Après Alain Finkielkraut, c’est au tour du sociologue Michel Maffesoli de rompre avec «le grand guignol politique, journalistique, académique, administratif » – entendez : la logorrhée intello-médiatique. Son pamphlet : Les nouveaux bien-pensants, cosigné par Hélène Strohl, n’est pas seulement un baume sur les plaies de ceux qu’exaspèrent les incantations vaines à « la démocratie, la citoyenneté, le contrat social, la République et autres pensées convenues de la même eau », condamnées à ne plus faire sens « que dans le cadre d’un entre-soi des plus étroit ». C’est aussi une convaincante explication de l’actuelle poussée du « populisme », souvent justifiée par la crise économique et sociale. Et si, demande Maffesoli, ce divorce entre le peuple et les élites était dû, avant tout, à une crise intellectuelle ? Ceux qui occupent le devant de la scène se sont laissé enfermer dans leur discours ; ils ne comprennent plus la réalité !
Où l’on songe au grand Arnold Toynbee et à sa métaphore des alpinistes : les qualités qui ont permis à une élite de répondre à un défi de civilisation ne sont pas celles qui lui permettraient de répondre au défi suivant…

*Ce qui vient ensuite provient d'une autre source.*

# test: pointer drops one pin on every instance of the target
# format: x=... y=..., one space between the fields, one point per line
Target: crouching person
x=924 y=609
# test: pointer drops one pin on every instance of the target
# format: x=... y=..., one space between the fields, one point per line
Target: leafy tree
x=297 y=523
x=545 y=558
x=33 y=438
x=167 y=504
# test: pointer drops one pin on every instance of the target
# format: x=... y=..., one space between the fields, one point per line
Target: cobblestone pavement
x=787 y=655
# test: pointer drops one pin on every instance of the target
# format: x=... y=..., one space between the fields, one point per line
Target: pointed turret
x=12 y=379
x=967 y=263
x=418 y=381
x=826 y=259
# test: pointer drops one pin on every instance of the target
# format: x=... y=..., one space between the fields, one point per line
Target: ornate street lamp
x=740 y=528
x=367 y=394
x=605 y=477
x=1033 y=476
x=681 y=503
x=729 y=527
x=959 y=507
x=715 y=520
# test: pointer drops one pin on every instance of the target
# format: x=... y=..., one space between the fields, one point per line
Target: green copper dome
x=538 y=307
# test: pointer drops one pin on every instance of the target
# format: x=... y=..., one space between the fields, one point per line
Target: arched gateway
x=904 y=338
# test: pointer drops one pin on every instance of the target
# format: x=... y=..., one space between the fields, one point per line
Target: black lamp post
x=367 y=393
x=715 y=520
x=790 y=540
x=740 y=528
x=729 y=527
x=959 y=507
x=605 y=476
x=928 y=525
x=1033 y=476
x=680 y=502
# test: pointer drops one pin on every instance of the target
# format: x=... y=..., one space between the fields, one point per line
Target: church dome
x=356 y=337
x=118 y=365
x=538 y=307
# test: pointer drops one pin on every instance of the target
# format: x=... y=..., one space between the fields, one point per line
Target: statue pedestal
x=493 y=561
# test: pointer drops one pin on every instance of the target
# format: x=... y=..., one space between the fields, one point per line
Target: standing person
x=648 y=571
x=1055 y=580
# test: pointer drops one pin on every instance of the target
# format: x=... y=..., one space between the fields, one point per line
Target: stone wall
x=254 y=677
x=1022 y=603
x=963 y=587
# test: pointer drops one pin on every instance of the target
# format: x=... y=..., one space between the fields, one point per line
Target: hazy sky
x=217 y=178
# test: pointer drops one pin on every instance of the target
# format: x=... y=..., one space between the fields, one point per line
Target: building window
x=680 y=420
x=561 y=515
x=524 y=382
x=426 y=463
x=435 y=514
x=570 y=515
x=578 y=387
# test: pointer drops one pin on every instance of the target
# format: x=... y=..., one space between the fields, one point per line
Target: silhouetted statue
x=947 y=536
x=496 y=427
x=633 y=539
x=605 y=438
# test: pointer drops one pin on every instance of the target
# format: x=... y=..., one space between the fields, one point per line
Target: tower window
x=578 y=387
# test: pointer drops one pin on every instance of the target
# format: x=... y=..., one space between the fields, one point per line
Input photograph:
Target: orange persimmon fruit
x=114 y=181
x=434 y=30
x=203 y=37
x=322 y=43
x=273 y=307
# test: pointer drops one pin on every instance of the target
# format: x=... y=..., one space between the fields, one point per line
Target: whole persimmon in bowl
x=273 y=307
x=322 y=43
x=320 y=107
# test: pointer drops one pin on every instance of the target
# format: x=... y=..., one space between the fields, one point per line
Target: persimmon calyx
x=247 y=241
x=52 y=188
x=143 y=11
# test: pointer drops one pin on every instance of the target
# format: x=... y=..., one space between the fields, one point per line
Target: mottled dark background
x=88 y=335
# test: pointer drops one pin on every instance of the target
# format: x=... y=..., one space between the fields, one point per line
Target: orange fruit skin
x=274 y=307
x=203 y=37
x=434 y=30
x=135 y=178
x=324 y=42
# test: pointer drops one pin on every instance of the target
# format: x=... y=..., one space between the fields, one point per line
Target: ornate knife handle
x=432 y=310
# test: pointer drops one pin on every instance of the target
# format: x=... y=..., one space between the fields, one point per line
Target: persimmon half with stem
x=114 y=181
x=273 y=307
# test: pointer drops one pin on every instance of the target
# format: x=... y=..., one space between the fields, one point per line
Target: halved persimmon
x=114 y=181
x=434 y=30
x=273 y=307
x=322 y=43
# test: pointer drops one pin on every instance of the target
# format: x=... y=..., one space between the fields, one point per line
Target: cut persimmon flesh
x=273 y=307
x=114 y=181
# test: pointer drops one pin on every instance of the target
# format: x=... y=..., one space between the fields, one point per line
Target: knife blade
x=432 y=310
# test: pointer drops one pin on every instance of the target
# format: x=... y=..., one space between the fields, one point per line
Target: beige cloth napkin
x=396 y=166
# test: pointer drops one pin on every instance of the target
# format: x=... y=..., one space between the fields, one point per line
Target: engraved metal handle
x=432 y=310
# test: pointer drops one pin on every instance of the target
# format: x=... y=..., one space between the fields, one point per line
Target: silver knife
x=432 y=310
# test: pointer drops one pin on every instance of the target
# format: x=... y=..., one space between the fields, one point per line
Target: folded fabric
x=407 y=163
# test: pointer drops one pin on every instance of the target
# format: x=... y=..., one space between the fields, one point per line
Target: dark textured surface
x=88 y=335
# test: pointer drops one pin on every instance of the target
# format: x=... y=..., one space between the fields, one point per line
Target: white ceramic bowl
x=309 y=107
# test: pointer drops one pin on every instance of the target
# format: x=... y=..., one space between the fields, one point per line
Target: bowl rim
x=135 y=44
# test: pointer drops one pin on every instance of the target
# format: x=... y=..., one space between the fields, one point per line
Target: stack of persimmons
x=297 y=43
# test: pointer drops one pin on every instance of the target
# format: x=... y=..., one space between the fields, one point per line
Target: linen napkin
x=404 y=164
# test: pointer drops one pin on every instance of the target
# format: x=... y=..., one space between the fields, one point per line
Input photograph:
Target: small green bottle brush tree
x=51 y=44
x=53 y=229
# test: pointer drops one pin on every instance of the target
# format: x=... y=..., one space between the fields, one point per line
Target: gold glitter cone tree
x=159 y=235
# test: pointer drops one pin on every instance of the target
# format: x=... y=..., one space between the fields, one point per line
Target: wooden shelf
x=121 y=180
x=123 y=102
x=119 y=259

Michel Maffesoli fut naguère – avec le philosophe Gilles Lipovetsky – l’un des forgerons de la notion-clé de postmodernité. J’avais traduit ses conclusions en termes historiques, et forgé pour moi, d’après lui, la notion de « dividualité ». Au fil des siècles, les comportements humains se sont définis d’abord par référence à la tribu, puis au clan, puis à la famille, puis à la personne de plus en plus individuelle – l’individu étant l’entité ultime, indivisible. Or, de même que les physiciens ont fait éclater l’atome, de même les sociologues font éclater l’individu : chaque personne peut être vue, aujourd’hui, comme « dividuelle » – Maffesoli dit « plurielle » – c’est-à-dire composée de « dividus » évolutifs, mouvants, s’agrégeant ponctuellement à d’autres, par affinités.
Les conséquences de ce phénomène sont aussi puissantes qu’innombrables : habitat modulaire, flexibilité des carrières, etc. Il trouve son lieu d’élection dans la cyber-sphère, et devrait nous inviter, comme le font Maffesoli et Strohl, à « repérer les valeurs postmodernes en train d’émerger ».